Türkiye'de mevcut bina stokunun yaklaşık yüzde 80'i, binalara yönelik enerji mevzuatının bulunmadığı dönemlerde inşa edilmiş. Sıfır karbon binaları etrafımızda pek sık göremiyoruz çünkü sektör çok paydaştı bir yapıya sahip ve paydaşların hepsinin karşılaştığı çeşitli engeller var.
Binalar,yapı malzemelerinin üretimi, inşaat, kullanım, yıkım ve geri kazanım dahil tüm yaşam döngüleri boyunca, enerji ve doğal kaynakları tüketerek, karbon emisyonlarına sebep oluyor. Sıfır karbon binalara ulaşmak için ilk adım enerji verimliliği olmakla birlikte, ikinci adım kalan ihtiyacın öncelikle yerinde üretim (binaya entegre veya bina arazisinde olan yenilenebilir enerji kaynaklarından karşılanması) olmasını, bu mümkün veya yeterli olamıyorsa da enerjinin bir yenilenebilir enerji santralinden sağlanmasını öneriyoruz. Hiçbirinin mümkün olmadığı durumlarda ise karbon dengelemesi yapılarak başka bir verimlilik veya yenilenebilir enerji projesine yatırım yapılarak emisyon azaltımı desteklenmesi gerekiyor. Ayrıca, yapı malzemelerinin üretimi ve binanın inşasından kaynaklı gömülü enerji ve sebep olunan emisyonların da azaltılması binalarda enerji verimliliğinin sağlanmasında önem taşıyor.
Emisyonların yüzde 40'ından sorumlu
Sıfır karbon kavramı tek bir binada sağlanabileceği gibi, bir grup bina veya mahalle/bölge ölçeğinde de sağlanabiliyor. Günümüzde, mevcut teknoloji ve tasarım yöntemleri ile enerjiye en az düzeyde ihtiyaç duyan, net sıfır karbon binalar tasarlamak ve inşa etmek mümkün. Dünyada inşaat sektörüyle birlikte binalar, bugün küresel nihai enerji tüketiminin üçte birinden sorumlu. Toplam doğrudan ve dolaylı C02 emisyonlarının ise yaklaşık yüzde 40'ını oluşturuyor. Türkiye'de de oranlar benzer seviyelerde.
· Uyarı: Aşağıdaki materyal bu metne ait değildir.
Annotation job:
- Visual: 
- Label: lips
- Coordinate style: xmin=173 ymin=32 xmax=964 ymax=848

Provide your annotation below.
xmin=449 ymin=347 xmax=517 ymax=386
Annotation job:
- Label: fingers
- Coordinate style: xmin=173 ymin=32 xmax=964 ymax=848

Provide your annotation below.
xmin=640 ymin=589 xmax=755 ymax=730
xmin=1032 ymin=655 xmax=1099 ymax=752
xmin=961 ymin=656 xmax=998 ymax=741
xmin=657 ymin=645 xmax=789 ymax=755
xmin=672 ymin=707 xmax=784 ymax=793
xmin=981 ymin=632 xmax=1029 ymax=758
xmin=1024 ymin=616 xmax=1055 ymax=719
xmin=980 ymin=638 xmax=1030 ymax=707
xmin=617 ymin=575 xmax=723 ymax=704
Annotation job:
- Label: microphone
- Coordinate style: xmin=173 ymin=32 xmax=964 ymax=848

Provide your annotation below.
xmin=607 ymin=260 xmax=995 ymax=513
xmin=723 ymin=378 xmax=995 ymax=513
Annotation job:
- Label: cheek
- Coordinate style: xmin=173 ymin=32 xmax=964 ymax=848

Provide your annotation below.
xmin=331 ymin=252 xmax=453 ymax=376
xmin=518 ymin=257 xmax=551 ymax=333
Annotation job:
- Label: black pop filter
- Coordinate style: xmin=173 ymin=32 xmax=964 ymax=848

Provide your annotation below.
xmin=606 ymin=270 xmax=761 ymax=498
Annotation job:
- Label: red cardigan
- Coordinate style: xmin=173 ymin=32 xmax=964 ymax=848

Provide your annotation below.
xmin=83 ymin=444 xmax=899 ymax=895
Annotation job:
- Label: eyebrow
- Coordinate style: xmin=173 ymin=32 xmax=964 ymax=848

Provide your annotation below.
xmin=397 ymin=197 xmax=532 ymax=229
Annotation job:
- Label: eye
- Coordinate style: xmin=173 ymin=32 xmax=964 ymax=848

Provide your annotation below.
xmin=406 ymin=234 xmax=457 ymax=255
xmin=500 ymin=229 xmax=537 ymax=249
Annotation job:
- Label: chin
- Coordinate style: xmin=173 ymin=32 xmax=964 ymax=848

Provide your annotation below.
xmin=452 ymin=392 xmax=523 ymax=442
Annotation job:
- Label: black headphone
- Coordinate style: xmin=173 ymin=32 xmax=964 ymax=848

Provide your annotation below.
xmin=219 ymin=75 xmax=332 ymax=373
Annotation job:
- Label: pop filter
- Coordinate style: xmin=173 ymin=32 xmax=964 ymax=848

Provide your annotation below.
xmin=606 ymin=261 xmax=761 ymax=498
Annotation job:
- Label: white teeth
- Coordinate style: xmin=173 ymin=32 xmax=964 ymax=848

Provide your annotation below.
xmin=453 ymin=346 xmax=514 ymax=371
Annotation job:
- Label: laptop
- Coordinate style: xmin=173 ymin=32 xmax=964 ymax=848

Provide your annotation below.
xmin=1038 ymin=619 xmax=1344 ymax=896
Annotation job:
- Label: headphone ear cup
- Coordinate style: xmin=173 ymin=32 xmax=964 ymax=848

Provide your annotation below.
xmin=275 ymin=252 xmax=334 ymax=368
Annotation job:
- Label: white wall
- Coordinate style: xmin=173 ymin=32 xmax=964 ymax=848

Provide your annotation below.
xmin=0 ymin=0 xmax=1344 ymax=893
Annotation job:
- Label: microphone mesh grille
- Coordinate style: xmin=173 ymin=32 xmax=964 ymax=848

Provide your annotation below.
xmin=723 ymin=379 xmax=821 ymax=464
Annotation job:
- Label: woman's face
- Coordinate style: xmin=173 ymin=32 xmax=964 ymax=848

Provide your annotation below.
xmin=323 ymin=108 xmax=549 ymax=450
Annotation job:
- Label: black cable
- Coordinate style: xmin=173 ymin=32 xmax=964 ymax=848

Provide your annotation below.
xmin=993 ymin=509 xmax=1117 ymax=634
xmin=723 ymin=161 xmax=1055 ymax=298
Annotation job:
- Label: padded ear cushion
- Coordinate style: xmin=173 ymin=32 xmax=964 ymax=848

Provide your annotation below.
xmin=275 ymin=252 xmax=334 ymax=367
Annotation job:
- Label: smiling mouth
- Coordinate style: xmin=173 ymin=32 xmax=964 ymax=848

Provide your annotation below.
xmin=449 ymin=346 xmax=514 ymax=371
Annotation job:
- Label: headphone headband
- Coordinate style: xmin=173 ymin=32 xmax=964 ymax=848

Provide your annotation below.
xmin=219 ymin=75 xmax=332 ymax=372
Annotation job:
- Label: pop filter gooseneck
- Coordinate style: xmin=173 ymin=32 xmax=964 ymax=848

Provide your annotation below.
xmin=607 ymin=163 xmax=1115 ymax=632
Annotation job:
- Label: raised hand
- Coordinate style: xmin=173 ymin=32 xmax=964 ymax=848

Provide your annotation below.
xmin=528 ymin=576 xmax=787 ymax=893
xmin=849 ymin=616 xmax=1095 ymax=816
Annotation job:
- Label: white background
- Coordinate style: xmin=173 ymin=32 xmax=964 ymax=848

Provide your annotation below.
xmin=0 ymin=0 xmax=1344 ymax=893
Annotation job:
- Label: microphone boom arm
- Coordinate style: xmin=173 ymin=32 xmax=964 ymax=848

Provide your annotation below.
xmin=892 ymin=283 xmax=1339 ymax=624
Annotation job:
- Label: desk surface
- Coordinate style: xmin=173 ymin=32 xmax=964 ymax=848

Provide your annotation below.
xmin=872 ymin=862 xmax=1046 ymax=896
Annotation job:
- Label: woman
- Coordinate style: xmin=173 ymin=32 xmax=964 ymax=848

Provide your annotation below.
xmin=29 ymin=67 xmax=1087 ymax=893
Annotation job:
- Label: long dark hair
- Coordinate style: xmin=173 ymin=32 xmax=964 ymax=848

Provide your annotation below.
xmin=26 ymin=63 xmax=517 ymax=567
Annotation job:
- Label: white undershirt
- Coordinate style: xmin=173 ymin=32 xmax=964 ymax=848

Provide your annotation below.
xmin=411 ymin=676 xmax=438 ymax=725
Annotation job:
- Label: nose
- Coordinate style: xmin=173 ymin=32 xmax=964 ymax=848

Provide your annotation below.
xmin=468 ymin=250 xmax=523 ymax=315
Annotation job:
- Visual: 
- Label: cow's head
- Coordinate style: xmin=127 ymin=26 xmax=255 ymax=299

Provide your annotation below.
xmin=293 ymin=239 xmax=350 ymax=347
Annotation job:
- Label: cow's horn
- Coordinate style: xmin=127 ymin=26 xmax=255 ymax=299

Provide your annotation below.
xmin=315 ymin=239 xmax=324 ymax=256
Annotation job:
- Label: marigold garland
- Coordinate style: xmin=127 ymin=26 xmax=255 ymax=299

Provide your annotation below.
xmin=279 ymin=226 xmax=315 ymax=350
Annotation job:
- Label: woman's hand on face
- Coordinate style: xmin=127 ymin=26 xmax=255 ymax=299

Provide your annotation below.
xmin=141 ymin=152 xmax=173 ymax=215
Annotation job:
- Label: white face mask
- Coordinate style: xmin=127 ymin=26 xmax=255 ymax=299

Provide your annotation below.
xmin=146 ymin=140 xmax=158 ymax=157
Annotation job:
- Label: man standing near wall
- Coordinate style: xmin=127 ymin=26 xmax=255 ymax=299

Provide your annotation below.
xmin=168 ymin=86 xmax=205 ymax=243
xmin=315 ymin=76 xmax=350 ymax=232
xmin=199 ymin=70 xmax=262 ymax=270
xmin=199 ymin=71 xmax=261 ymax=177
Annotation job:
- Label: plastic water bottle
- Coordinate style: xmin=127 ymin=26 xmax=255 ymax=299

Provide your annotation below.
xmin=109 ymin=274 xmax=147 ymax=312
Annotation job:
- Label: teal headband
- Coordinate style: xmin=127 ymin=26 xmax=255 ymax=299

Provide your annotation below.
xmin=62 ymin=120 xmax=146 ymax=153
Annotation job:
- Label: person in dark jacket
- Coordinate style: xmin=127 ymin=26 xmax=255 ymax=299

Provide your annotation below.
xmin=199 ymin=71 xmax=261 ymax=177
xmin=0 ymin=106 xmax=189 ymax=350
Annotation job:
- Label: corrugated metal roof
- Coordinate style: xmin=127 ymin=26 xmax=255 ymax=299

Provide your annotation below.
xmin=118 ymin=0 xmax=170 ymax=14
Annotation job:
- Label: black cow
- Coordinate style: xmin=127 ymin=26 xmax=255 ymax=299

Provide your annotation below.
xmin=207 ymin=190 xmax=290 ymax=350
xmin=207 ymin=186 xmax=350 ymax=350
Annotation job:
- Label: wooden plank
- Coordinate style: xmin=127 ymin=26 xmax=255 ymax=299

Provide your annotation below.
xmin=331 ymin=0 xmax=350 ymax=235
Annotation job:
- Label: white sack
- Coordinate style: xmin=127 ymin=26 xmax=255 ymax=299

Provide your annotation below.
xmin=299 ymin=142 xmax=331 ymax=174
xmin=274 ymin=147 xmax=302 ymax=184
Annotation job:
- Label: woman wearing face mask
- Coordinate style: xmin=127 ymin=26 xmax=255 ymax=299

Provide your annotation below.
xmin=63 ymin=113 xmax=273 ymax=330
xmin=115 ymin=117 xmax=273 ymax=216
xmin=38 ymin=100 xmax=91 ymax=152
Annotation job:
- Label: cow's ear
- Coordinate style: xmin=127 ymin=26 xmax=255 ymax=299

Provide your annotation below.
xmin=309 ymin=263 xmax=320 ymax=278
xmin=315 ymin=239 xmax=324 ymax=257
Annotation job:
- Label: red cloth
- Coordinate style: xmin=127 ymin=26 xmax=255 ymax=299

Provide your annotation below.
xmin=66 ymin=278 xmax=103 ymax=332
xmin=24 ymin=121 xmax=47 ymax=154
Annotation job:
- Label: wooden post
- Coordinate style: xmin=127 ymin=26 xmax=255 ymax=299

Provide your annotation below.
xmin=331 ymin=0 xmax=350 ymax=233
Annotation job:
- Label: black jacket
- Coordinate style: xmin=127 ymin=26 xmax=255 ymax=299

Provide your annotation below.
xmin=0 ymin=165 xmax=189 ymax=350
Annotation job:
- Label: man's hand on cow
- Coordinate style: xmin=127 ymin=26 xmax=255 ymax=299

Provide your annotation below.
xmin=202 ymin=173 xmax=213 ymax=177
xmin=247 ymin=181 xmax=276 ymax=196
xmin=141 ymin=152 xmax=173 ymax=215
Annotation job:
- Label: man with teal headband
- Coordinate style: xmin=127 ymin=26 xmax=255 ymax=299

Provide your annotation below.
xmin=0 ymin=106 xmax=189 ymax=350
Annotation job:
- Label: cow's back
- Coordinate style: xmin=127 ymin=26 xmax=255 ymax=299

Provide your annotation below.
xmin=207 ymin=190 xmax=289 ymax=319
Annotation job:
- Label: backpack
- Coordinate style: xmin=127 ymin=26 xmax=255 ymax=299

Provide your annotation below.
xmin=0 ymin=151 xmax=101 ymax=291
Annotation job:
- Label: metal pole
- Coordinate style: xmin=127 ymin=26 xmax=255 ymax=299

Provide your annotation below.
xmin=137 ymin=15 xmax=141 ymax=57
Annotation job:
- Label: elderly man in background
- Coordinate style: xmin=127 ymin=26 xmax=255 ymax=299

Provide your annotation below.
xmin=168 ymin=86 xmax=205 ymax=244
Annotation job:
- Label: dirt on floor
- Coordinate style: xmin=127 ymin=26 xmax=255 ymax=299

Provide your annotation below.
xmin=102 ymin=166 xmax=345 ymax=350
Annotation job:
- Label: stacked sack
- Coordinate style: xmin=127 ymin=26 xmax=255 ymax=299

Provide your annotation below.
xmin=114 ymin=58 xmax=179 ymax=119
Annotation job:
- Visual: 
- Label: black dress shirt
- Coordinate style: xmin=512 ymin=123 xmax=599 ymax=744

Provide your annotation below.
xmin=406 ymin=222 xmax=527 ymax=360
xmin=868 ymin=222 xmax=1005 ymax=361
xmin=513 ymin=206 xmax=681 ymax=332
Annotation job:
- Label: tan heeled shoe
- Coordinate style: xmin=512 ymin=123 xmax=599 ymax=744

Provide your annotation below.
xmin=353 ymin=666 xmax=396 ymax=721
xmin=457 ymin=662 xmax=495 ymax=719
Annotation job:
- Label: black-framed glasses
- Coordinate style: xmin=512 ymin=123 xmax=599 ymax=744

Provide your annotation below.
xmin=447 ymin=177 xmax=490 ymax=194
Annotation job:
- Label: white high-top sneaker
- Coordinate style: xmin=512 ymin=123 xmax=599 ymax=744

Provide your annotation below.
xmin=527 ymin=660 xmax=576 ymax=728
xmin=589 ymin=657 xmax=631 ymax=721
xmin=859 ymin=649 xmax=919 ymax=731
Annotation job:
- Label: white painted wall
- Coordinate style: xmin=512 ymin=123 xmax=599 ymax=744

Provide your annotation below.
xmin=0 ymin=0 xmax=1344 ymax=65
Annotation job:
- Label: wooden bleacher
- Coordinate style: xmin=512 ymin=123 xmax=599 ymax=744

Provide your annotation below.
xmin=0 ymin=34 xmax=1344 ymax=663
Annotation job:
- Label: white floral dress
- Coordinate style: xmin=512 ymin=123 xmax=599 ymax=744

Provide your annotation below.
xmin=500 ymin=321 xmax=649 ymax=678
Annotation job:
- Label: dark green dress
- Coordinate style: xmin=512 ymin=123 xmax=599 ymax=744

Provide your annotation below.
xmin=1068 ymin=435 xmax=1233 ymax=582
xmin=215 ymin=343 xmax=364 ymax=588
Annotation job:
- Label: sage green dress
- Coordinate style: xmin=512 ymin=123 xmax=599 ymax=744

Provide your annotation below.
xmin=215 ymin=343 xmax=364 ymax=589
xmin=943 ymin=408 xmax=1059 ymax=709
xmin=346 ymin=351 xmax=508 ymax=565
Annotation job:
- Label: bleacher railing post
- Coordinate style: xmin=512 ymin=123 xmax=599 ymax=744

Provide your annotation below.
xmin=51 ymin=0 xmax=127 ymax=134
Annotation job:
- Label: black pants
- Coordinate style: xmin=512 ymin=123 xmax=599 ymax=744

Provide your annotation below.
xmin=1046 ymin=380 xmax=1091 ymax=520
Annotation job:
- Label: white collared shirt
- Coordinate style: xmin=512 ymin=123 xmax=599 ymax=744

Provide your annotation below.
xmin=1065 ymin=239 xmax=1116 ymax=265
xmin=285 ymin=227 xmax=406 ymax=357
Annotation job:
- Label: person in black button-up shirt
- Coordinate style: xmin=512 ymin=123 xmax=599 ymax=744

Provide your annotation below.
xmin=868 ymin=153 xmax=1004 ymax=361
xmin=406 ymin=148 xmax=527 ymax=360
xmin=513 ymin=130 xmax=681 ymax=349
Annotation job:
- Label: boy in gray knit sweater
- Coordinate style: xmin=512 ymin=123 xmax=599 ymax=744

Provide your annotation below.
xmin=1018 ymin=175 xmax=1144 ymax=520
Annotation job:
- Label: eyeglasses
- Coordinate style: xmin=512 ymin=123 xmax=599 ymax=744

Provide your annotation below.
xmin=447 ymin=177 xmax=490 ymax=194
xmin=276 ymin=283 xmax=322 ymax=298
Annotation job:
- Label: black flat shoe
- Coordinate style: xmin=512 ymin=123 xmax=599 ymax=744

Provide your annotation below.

Aşılması gereken engeller var
Dünyanın çeşitli yerlerinde ve Türkiye'de de yaygın olmamakla beraber sıfır karbon bina örneklerini görüyoruz. Sıfır karbon binalar yapmak teoride ve pratikte mümkün fakat etrafımızda pek sık göremiyoruz çünkü sektör çok paydaşlı bir yapıya sahip ve paydaşların hepsinin karşılaştığı çeşitli engeller var. Bu engeller arasında, gerekli yasal düzenlemelerdeki eksiklikler, inşaat sektörü profesyonellerinin teknik eksiklikleri ön plana çıkıyor. Yanı sıra talep yaratacak farkındalığın oluşmaması, finansmanın sıfır karbon yatırımlarına yönlenmemesi ve gerekli piyasanın oluşmaması da önde gelen problemler arasında yer alıyor.
Bina stokunun yüzde 10'u sertifikalı
Türkiye'de yaklaşık 11.5 milyon bina bulunuyor ve mevcut bina stokunun yaklaşık yüzde 80'i, binalara yönelik enerji mevzuatının bulunmadığı dönemlerde inşa edilmiş. Türkiye'de bina stokunun yüzde 10'undan azı Binalarda Enerji Performansı (BEP-TR) Yönetmeliği uyarınca sertifikalanmış ve sertifikalı binalar içinde de yüzde l'den azı en yüksek performans seviyesi olan A performansı seviyesinde bulunuyor. Engelleri aşacak somut çözümler henüz yeterince hayata geçirilemediği için bina sektöründe emisyon azaltma potansiyeli yeterince kullanılmamış durumda.